Carmen Poole
Durante la pandemia, el Gobierno y las autoridades canarias pintaron un horizonte de crisis económica y social, instando a la solidaridad con la comunidad. El mensaje oficial clamaba: «Canarias es una región en dificultades, merece ayuda» – y se materializó en fuertes incentivos al turismo: bonos vacacionales, moratorias y descuentos sin precedentes. Se reforzó así la percepción de penuria local mientras se abrían de par en par las puertas al visitante europeo.
Uno de los escollos más evidentes es el descuento del 75 % en billetes aéreos y marítimos para residentes. Nacido como medida compensatoria por la insularidad, ha distorsionado los precios. Las aerolíneas han aprovechado esta subvención, marginando a los residentes: denuncias de que la opción de descuento desaparece en las webs proliferan, especialmente en fechas clave como Semana Santa, y asociaciones de consumidores piden mecanismos legales como la Obligación de Servicio Público (OSP) para frenar abusos.
El problema es tangible: desde que el descuento subió del 50 % al 75 % en 2018, los billetes entre Canarias y la Península se han encarecido hasta un 28 % – pese al mayor coste que reca e sobre las arcas públicas, cifrado en más de 700 millones de euros al añO. Esta paradoja –más ayudas pero precios efectivamente más altos– ha alimentado el descontento de la población canaria.
La sensación popular de que «los peninsulares pagan más y no se les aplican descuentos generosos» se intensifica a medida que miran con recelo cómo la “invasión barata” parece beneficiar solo a unos pocos. Mientras tanto, el parque turístico crece imparable y las viviendas residenciales se convierten en camas vacacionales para turistas acaudalados. La vivienda protegida cae en picado —de 2.300 anuales en los 80 a apenas 69 en 2023—, dejando a miles de familias sin acceso a viviendas asequibles.
El malestar estalló en las calles el pasado 18 de mayo, cuando más de 23.000 personas participaron en manifestaciones en todas las islas bajo el lema “Canarias tiene un límite”. Exigían freno al turismo masivo, moratoria hotelera, tasas ecológicas, control del alquiler vacacional y protección de la vivienda local. Fue la tercera protesta consecutiva impulsada por esa plataforma, tras movilizaciones masivas en abril y octubre de 2024.

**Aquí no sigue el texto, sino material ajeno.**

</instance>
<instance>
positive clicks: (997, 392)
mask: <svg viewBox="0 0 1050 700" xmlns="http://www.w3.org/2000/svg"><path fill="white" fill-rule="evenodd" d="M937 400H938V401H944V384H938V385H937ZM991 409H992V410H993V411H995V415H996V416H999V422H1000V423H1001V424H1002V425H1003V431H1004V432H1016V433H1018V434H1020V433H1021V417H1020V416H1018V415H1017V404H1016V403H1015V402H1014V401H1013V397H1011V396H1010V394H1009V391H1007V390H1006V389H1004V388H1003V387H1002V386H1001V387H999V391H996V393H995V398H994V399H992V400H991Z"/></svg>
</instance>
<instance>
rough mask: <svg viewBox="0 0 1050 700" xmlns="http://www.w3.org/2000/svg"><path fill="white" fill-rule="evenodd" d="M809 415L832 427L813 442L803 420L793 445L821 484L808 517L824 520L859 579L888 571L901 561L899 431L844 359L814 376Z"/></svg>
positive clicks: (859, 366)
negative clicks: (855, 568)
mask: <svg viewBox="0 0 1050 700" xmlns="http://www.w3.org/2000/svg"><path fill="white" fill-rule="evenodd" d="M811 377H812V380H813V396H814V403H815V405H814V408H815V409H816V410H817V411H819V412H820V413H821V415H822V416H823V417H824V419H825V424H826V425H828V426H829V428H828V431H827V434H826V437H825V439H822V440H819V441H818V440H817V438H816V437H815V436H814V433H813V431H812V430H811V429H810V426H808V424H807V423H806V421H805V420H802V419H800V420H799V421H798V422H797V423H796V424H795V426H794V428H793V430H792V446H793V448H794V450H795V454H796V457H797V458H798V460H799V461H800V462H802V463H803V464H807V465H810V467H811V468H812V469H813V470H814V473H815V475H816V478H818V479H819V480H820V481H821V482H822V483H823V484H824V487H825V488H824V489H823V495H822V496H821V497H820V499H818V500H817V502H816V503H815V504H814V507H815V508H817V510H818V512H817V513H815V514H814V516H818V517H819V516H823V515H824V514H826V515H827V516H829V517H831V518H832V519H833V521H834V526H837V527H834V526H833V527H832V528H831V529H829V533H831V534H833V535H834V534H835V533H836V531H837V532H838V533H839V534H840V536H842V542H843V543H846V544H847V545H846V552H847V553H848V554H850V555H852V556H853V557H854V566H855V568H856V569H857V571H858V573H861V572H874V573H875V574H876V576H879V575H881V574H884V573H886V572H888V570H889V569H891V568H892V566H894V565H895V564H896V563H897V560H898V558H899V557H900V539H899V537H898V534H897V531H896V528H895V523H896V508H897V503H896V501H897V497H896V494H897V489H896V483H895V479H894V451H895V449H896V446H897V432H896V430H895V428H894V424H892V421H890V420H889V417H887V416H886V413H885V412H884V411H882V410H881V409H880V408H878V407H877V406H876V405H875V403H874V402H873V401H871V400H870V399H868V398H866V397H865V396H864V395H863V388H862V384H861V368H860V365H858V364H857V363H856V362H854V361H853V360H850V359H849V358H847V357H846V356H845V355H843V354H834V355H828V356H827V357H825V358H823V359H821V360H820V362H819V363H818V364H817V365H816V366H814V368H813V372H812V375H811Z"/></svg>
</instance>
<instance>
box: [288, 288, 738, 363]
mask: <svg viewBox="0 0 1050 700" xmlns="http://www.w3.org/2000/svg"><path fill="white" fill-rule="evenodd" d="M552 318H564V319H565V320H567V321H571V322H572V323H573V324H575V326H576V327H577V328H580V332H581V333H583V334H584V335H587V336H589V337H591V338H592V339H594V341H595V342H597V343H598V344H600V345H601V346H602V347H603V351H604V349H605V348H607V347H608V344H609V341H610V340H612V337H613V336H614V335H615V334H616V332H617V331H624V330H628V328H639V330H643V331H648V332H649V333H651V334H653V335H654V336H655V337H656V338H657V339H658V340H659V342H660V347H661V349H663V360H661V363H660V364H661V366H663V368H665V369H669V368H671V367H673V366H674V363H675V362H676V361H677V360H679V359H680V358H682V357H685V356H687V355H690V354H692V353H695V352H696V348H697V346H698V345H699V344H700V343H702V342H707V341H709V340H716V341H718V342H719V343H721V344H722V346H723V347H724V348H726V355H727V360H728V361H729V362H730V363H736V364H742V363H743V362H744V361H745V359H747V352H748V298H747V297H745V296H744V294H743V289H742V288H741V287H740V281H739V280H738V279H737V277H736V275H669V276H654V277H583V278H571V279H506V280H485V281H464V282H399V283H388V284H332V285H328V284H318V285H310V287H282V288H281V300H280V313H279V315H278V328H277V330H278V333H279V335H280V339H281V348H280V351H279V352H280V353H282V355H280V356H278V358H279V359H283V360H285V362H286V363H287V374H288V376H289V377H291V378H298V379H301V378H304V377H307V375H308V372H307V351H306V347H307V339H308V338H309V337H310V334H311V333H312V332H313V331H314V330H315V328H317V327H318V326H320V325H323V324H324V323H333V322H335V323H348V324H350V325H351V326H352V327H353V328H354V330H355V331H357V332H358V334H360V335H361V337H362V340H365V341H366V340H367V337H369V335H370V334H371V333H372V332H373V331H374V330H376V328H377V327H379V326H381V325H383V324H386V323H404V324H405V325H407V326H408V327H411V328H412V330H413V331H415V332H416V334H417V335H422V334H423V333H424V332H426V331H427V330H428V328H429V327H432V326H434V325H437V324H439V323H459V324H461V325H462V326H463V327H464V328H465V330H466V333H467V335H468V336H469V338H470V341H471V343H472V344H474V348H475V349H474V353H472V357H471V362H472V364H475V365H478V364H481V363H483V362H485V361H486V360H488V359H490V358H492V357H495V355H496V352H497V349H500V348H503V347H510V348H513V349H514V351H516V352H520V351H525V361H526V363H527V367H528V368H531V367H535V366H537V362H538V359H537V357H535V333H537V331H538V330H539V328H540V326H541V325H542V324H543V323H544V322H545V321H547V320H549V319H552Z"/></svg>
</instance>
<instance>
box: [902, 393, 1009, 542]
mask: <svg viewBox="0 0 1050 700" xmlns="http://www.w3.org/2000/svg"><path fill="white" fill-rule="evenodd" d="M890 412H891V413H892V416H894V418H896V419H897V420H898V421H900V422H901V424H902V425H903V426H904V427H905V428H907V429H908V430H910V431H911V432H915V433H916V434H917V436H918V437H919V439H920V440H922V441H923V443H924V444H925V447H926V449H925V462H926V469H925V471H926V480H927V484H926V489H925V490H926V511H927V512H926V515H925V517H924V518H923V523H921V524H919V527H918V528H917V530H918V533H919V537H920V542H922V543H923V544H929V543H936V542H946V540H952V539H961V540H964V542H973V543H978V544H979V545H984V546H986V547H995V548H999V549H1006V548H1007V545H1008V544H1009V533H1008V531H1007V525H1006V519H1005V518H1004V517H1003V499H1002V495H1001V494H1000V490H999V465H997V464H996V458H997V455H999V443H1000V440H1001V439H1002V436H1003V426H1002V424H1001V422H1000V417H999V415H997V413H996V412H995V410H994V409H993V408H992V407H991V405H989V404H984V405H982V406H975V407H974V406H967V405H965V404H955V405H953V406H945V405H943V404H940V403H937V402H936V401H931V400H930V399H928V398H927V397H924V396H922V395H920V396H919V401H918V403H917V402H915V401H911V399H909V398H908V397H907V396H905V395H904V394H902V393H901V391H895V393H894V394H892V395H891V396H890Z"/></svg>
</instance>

Mientras los residentes denunciaban precios inflados y difícil acceso a servicios básicos, algunos turistas respondían con sorna. Británicos en Canarias advirtieron que, de persistir los ataques al turismo, se mudarían a destinos como Grecia. Las consecuencias: más desequilibrios, menos acceso para la población y un turismo barato que no viene con contrapartida local, pese a haberse justificado en nombre de la recuperación canaria.
Hoy, en pleno debate, la Comisión Europea analiza alternativas: desde imponer precios máximos a aplicar nuevos instrumentos legales (OSP), hasta encarecer aún más los vuelos en fechas de alta demanda . Mientras, las aerolíneas advierten que están al borde del colapso por la acumulación de una deuda estatal que supera los 800 millones de euros .
El relato de la “invasión económica” por parte de turistas —con precios subvencionados y mercado amañado para extranjeros— ha captado la atención nacional. Los canarios, que durante la pandemia clamaron por solidaridad estatal, se sienten olvidados ahora que la crisis, según ellos, ya pasó… para los forasteros. Y la pregunta subyacente resuena en el aire: ¿por qué no se aplican esos precios ventajosos a los que sostuvieron el territorio con su vida diaria, sus hijos y sus sueños?